Solutions and chemicals

The following physiological extracellular solution was used for the electrophysiological experiments, containing (in mmol/L): NaCl 140, KCl 4, CaCl2 2, MgCl2 1, HEPES 10, D‐Glucose 10 (pH 7.4 with NaOH). The pipette solution consisted of (in mmol/L) KCl 140, Na2ATP 1, EGTA 2, HEPES 10, CaCl2 0.1, MgCl2 1, D‐Glucose 10 (pH 7.4 with KOH).

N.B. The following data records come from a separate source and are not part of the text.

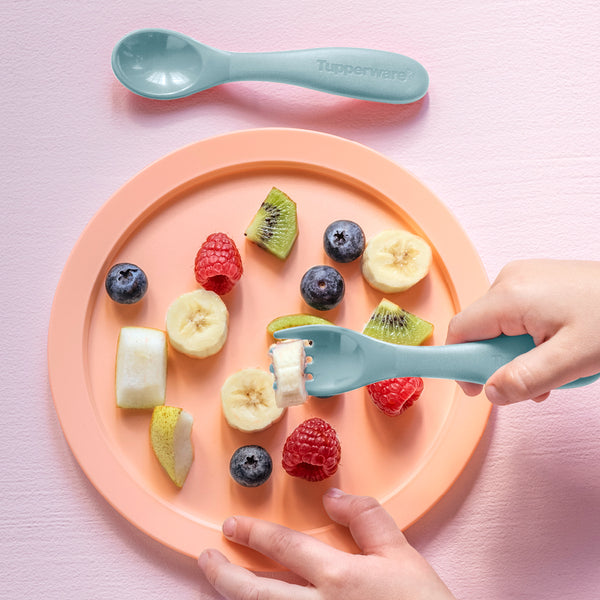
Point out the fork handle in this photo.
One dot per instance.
(470, 361)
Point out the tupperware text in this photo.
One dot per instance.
(342, 69)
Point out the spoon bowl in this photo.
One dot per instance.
(164, 64)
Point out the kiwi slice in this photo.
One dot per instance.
(287, 321)
(393, 324)
(275, 225)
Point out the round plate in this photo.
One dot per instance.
(158, 220)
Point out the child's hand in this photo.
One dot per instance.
(387, 568)
(558, 304)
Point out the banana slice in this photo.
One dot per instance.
(395, 260)
(197, 323)
(248, 400)
(288, 358)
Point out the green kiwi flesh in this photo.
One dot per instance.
(393, 324)
(287, 321)
(275, 225)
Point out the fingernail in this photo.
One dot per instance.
(494, 396)
(203, 559)
(228, 527)
(334, 493)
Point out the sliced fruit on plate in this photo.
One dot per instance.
(141, 367)
(395, 260)
(390, 323)
(197, 323)
(289, 359)
(170, 436)
(248, 400)
(287, 321)
(275, 225)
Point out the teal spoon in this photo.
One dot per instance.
(163, 64)
(342, 360)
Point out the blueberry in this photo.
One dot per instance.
(251, 466)
(322, 287)
(344, 241)
(126, 283)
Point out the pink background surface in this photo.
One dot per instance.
(507, 138)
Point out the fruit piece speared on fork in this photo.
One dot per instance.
(275, 225)
(288, 362)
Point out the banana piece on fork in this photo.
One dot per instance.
(288, 361)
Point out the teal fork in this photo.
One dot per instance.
(342, 360)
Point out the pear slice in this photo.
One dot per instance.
(170, 435)
(141, 367)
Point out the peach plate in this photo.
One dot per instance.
(158, 220)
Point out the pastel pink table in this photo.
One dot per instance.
(507, 138)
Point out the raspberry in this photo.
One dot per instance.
(218, 264)
(394, 396)
(312, 451)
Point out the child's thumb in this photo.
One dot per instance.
(532, 375)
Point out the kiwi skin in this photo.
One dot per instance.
(393, 324)
(275, 224)
(287, 321)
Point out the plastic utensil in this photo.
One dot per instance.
(343, 360)
(163, 64)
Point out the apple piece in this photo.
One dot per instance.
(170, 435)
(141, 367)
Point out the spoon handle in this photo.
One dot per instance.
(356, 72)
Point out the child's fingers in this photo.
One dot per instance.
(297, 551)
(236, 583)
(371, 526)
(533, 374)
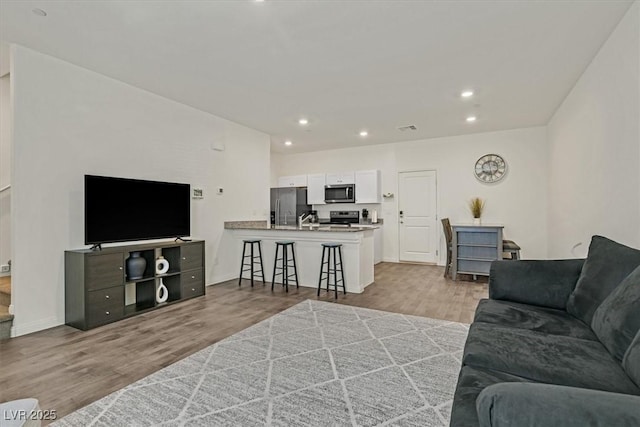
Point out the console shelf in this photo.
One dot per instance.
(98, 292)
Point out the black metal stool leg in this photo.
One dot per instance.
(344, 287)
(285, 270)
(244, 247)
(321, 265)
(328, 268)
(335, 274)
(251, 268)
(275, 266)
(295, 266)
(261, 264)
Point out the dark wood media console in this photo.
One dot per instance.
(98, 292)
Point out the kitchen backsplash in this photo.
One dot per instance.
(323, 210)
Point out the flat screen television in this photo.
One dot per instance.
(120, 209)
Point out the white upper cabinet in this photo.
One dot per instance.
(341, 178)
(315, 189)
(368, 186)
(292, 181)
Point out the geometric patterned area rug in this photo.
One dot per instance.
(314, 364)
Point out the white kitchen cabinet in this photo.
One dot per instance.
(378, 249)
(341, 178)
(292, 181)
(315, 189)
(368, 186)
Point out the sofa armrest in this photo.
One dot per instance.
(547, 405)
(542, 283)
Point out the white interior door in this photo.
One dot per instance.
(417, 216)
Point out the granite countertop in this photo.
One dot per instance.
(262, 225)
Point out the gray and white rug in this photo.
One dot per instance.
(314, 364)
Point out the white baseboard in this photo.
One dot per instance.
(39, 325)
(220, 279)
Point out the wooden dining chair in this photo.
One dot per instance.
(448, 234)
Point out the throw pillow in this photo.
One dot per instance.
(617, 320)
(606, 265)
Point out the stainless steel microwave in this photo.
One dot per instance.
(341, 193)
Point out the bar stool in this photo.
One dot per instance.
(510, 247)
(330, 248)
(253, 260)
(285, 264)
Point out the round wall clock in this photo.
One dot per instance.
(490, 168)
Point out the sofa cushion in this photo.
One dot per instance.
(540, 319)
(551, 359)
(617, 320)
(550, 405)
(631, 361)
(470, 383)
(607, 264)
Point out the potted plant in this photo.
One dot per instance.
(476, 206)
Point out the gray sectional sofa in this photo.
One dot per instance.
(556, 344)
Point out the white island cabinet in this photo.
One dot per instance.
(357, 251)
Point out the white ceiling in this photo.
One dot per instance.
(346, 65)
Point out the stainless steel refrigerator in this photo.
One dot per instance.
(287, 204)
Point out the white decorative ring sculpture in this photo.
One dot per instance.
(162, 265)
(162, 293)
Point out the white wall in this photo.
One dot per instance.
(5, 170)
(69, 122)
(594, 149)
(519, 201)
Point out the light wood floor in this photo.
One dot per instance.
(67, 369)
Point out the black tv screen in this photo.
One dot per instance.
(119, 209)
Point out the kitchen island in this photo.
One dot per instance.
(357, 249)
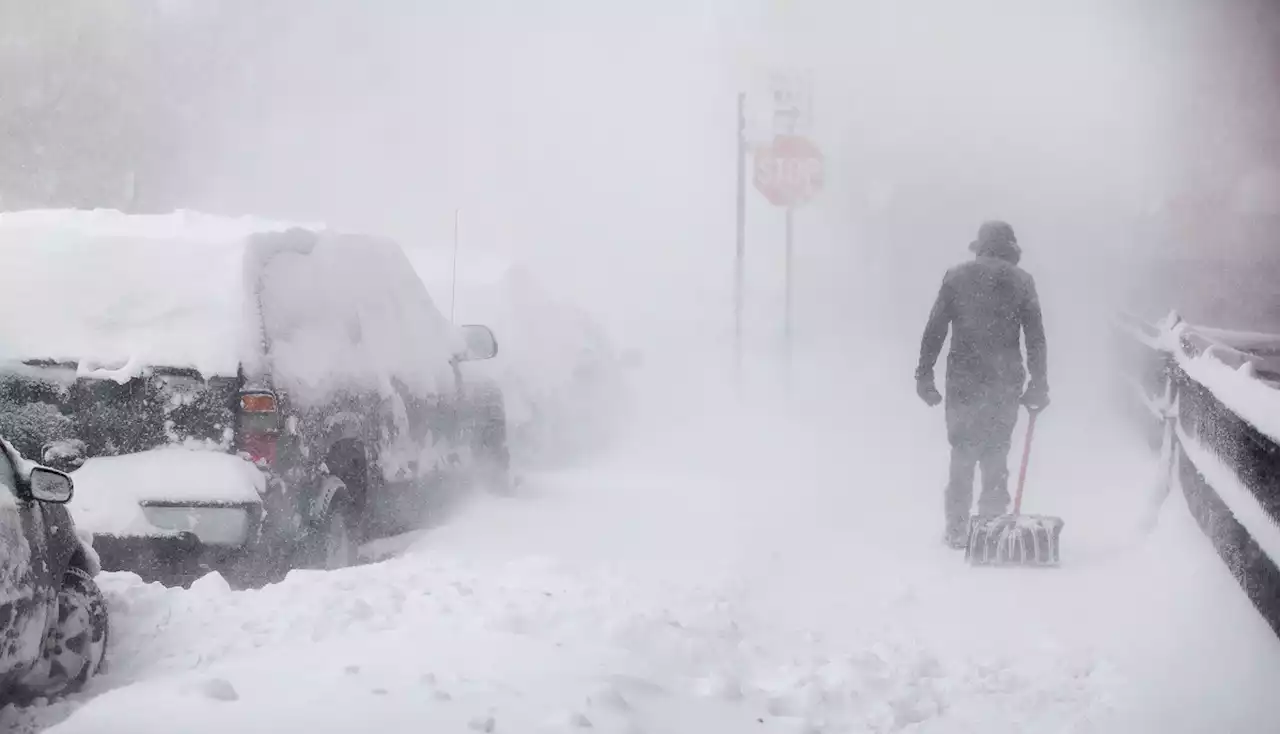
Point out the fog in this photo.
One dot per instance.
(1133, 146)
(597, 141)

Electrophysiological methods

Patch‐clamp recordings were performed as previously described (Grunnet et al. 2001) (Yuan et al. 2014). HEK‐293 cells were voltage‐clamped with ramp protocols. Whole‐cell currents were measured at room temperature (20–22°C) with an EPC‐9 amplifier and Pulse software (both from HEKA Elektronik, Lambrecht, Germany). Borosilicate glass pipettes were pulled on a DPZ‐Universal puller (Zeitz Instrumente, Munich, Germany). The pipettes had a resistance of 1.5–2.5 MΩ. The series resistances for whole‐cell configuration were 2–5 MΩ and were 80% compensated. At least 1.0 GΩ were achieved in all experiments.

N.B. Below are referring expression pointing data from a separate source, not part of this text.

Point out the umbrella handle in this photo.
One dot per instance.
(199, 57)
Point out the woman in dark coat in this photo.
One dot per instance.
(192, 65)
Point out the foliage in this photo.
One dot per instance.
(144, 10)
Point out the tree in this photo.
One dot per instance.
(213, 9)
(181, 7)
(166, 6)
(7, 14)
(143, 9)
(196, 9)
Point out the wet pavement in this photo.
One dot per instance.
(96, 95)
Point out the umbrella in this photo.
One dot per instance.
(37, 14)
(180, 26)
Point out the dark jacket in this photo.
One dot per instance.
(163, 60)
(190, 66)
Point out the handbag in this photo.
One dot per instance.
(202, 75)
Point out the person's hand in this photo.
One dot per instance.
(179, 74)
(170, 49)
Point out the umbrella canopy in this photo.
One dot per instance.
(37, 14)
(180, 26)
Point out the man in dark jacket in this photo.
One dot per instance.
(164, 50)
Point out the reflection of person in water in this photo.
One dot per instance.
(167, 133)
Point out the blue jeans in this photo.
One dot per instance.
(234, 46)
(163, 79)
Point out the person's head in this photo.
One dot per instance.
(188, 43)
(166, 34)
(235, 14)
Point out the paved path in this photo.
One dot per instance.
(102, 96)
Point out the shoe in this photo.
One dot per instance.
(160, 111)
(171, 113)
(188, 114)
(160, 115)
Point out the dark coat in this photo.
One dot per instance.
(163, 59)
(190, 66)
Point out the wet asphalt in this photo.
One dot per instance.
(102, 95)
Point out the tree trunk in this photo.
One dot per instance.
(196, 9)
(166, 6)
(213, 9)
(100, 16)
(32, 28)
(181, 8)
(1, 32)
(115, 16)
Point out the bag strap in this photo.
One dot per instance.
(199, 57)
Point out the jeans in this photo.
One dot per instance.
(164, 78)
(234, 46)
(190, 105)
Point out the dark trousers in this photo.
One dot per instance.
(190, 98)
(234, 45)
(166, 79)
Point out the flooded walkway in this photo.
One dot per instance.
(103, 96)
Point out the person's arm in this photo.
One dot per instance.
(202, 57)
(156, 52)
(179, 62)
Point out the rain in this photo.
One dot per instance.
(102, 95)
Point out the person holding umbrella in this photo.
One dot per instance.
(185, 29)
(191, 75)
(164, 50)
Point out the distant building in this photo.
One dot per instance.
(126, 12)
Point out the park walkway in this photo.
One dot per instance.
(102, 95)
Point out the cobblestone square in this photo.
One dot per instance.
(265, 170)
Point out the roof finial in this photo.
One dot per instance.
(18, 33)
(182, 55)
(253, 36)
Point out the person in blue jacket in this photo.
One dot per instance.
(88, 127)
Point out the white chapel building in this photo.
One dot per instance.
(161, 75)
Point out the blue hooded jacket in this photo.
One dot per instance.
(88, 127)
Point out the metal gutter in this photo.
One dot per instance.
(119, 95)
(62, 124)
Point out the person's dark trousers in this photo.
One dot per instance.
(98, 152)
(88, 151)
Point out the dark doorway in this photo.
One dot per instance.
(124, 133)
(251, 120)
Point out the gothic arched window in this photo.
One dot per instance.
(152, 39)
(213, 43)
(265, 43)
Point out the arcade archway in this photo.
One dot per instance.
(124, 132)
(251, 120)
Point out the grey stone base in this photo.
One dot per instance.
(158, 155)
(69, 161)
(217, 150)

Isolated Langendorff‐perfused rat heart preparations

The experiments followed the European Community Guidelines for the Care and Use of Experimental Animals and were performed under License No. 2010/561‐1897. All procedures performed involving animals were in accordance with the ethical standards of the institution at which the studies were conducted and apply to Danish legislations. This article does not contain any studies with human participants.

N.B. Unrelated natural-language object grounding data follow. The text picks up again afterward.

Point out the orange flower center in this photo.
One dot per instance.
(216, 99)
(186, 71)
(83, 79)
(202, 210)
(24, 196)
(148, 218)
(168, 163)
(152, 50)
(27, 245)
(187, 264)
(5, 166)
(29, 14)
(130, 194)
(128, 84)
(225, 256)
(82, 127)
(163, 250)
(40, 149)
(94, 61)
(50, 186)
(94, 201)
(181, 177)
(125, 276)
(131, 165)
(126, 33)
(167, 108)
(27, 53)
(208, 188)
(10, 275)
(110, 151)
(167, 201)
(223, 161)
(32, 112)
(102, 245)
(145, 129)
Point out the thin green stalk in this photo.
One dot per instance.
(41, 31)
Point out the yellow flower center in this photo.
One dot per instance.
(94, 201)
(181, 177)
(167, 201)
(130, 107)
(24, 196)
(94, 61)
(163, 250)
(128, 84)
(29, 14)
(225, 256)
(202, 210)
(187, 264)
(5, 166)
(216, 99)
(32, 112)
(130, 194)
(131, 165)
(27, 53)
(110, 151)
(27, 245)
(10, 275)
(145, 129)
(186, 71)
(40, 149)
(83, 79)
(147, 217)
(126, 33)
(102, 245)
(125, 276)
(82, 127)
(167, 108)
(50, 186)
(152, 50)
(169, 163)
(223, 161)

The Langendorff‐perfused heart experiments were performed on male Sprague–Dawley rats (Taconic A/S, Denmark). On the day of the experiment the rats were weighed (BW 300–400 g) and anesthetized with a subcutaneous injection of fentanyl‐midazolam mixture, 5 mg/mL, dose 0.3 mL/100 g BW.

The rats were ventilated (4 mL/60 strokes/min) through a rodent ventilator (7025 Rodent ventilator, Ugo Basile, Italy). Tracheostomies were performed and the hearts were excised and cannulated through a small puncture of the aorta, near the aortic arch, and connected to the Langendorff retrograde perfusion setup (Hugo Sachs Elektronik, Harvard Apparatus GmbH, Germany). The hearts were retrogradely perfused at a constant perfusion pressure of 80 mm Hg with a 37°C, pH 7.4, Krebs–Henseleit buffer (NaCl 120.0, NaHCO3 25.0, KCl 4.0, MgSO4 0.6, NaH2PO4 0.6, CaCl2 2.5, Glucose 11.0, all in mmol/L) saturated with 95% O2 and 5% CO2. The aortic perfusion pressure was determined with an ISOTEC transducer (Hugo Sachs Elektronik, Harvard Apparatus GmbH, Germany) and the coronary flow was measured with an ultrasonic flowmeter (Transonic Systems INC, USA). Both were connected to an amplifier (Hugo Sachs Elektronik, Harvard Apparatus GmbH, Germany). The electrical activity of the rat hearts were measured by using volume conducted electrocardiograms (ECGs) and by placing two epicardial monophasic action potential (MAP) electrodes on the right ventricle. The hearts were immersed into a temperature‐controlled and carbonated bath containing Krebs–Henseleit buffer. Perfusion pressure, coronary flow, ECG and MAP analog signals were sampled at a frequency of 1k/s and were converted by a 16/30 data acquisition system from PowerLab systems (ADInstruments, UK.) and monitored by using LabChart 7 software (ADInstruments, UK.)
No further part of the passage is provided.